I was once a named insured on a friend's 180, he had 3000+ hours
I only had ~500 hours. We were both IR. The cost difference was
less than $200.


When we added a third pilot to our policy, they charged us about
$100 more. The pilot in question had way more experience than
both of us added together, including several hundred hours in
make and model and an ATP. Go figgur.

I agree it shouldn't be much, but they may well charge more.
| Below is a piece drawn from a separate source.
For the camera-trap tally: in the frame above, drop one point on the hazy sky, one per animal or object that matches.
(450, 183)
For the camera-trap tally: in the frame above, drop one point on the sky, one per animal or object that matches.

Second question: He doesn't fly much at all. Perhaps one a month or so.
Taking into account that I will be selflessly devoting time to keeping
his bird well-oiled and used to flying, what's a fair price to pay
him per Hobbs hour?


What we did when we had a flying partner, was take our last 2 yrs
maint. expenses and divide them by a reasonable number of hours
(I forget if I used 100, 150 or 200). Then I took the cost of an
oil change plus added oil and divided it by $25. He had a choice
of flying "dry" and buying his own fuel, or flying "wet" and adding
the fuel cost at our local airport in, too, using our account w/
our discount.

IIRC it came to $50 or $55/hr wet and $30 dry. Tach time, since
that's what the maintenance was based on and since I threw the
inop Hobbes in the trash just after buying the plane.

He also washed the plane for us and did small repairs. This was
counterbalanced by breaking small stuff on a regular basis, no
apology, always the stuff's fault and often didn't tell us I'd
just go out to find it missing and tossed in the back. Which
I got tired of, so we ended the arrangment when my daughter was
9 mos old and I was able to start flying again.